The effort to enact a nationwide pharmaceutical serialization law that would preempt all state laws has been going on for four or five years now, and this evening could be the culmination of all of those efforts. The U.S. Senate calendar for today makes the passage of H.R. 3204, the Drug Quality and Security Act a top priority. It finally looks like it is going to happen.
The official Senate calendar for today includes the following as the first order of business:
“ CALENDAR OF BUSINESS
Monday, November 18, 2013
SENATE CONVENES AT 2:00 P.M.
H.R. 3204 (ORDER NO. 236)
An act to amend the Federal Food, Drug, and Cosmetic Act with respect to human drug compounding and drug supply chain security, and for other purposes. (Nov. 14, 2013.)
UNANIMOUS CONSENT AGREEMENTS
H.R. 3204 (ORDER NO. 236)
1.–Ordered, That on Monday, November 18, 2013, if cloture is not invoked on the Wilkins nomination, the Senate resume Legislative Session and immediately vote on the motion to invoke cloture on H.R. 3204, an Act to amend the Federal Food, Drug, and Cosmetic Act with respect to human drug compounding and drug supply chain security, and for other purposes; provided, that if cloture is invoked on the bill, all post-cloture time be yielded back, the pending amendments be withdrawn and the Senate vote on passage of H.R. 3204. Ordered, That with respect to the cloture motion on H.R. 3204, the mandatory quorum required under Rule XXII be waived. (Nov. 14, 2013.)”
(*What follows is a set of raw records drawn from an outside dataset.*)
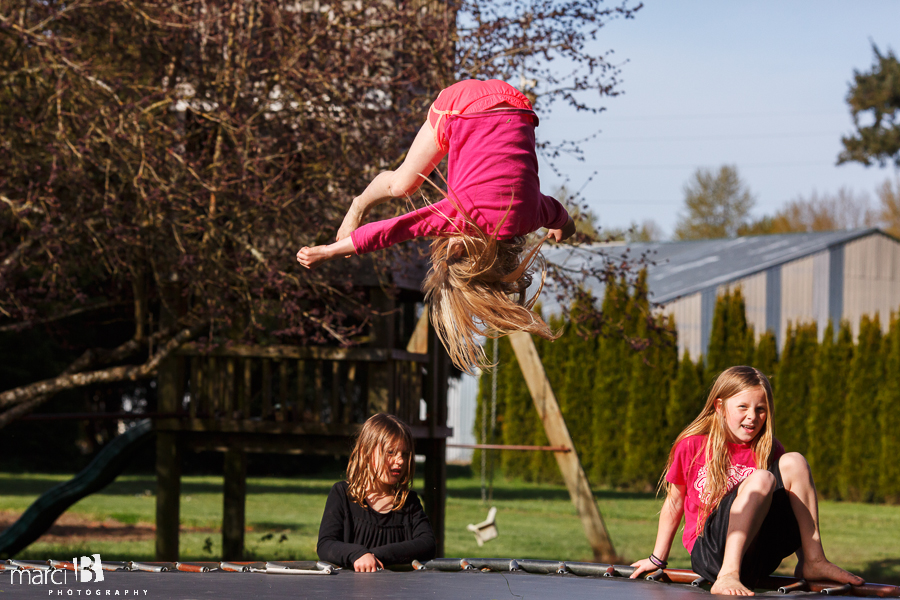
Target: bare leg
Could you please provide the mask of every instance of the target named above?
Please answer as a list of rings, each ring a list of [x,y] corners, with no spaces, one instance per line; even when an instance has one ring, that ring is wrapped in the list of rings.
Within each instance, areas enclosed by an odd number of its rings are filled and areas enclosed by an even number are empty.
[[[798,562],[794,575],[808,580],[862,584],[862,577],[845,571],[825,558],[819,533],[819,499],[806,459],[802,454],[789,452],[779,459],[778,467],[800,526],[802,545],[797,551]]]
[[[750,542],[759,533],[775,491],[775,476],[769,471],[754,471],[738,487],[728,518],[725,555],[719,576],[710,589],[713,594],[753,596],[753,591],[741,583],[741,561]]]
The Senate will convene at 2:00pm EST and the action on H.R. 3204 is slated to begin around 5:30pm EST, although you can’t always count on those times. Whenever the Senate is in session you can watch their streaming video online at http://floor.senate.gov/MediaPlayer.php?publish_id=2. You can bet I’ll be watching later today.
I have written a little bit about H.R. 3204 in Rxtrace (see these essays) but, believe it or not, I have been holding back a little. I didn’t want to write very much about the details because until recently it wasn’t obvious that it was going to pass. If the bill is passed by the Senate without amendments, the only thing that will stand in the way of it becoming law will be a signature from President Obama. I’m not aware of any hint of his plan for the bill, but I can’t believe there would be any reason he would veto it.
The President would have three choices of action. Vetoing it would kill the bill entirely and proponents would have to start all over again in the Congress. Or the President could either sign it into law or ignore it, in which case it automatically becomes a law after 10 days. Very few Presidents in history have let a bill become a law by ignoring it so that isn’t likely here either.
If the bill is passed by the Senate tonight I believe you can finally count on it being a law within 10 days. And then the clocks start. The bill contains lots of references to provisions that become effective after some number of years (see “The Flaw That Must Be Addressed in H.R. 3204, The Drug Quality and Security Act”).
There are lots of things that would be triggered by passage of the law. No doubt, the most important one is that the California pedigree law would immediately become inoperative. That is, all of the “clocks” in that law—like January 1, 2015 for 50% of all drugs being serialized and pedigreed, etc.—would stop and disintegrate into irrelevance along with those of all other state pedigree laws. For that reason, many of my past essays in RxTrace will also become irrelevant at the same moment.
My current plan is to identify every RxTrace essay that would contain obsolete information about state pedigree laws and add a banner to the top of them that explains that some or all of the information contained in them is no longer applicable. I’m not sure how many essays that will be but I’m assuming as many as 75% of them. I am just skeptical enough to not want to put any energy into that process until the bill passes the Senate without amendment.
And then I will begin writing about topics surrounding the DQSA. And there are a lot of them. Industry implementation of the supply chain security part of the DQSA will not be a piece of cake. Fortunately I haven’t met anyone who thinks that it would be, although I have heard rumors of companies who would consider backing off of their programs if/when H.R. 3204 passes.
Backing off would be a mistake, but reevaluating your entire serialization and e-pedigree program and repositioning it to meet the new requirements and timeline is a good idea. I will write about that topic as soon as the bill becomes a law. Watch for it, maybe later on this week!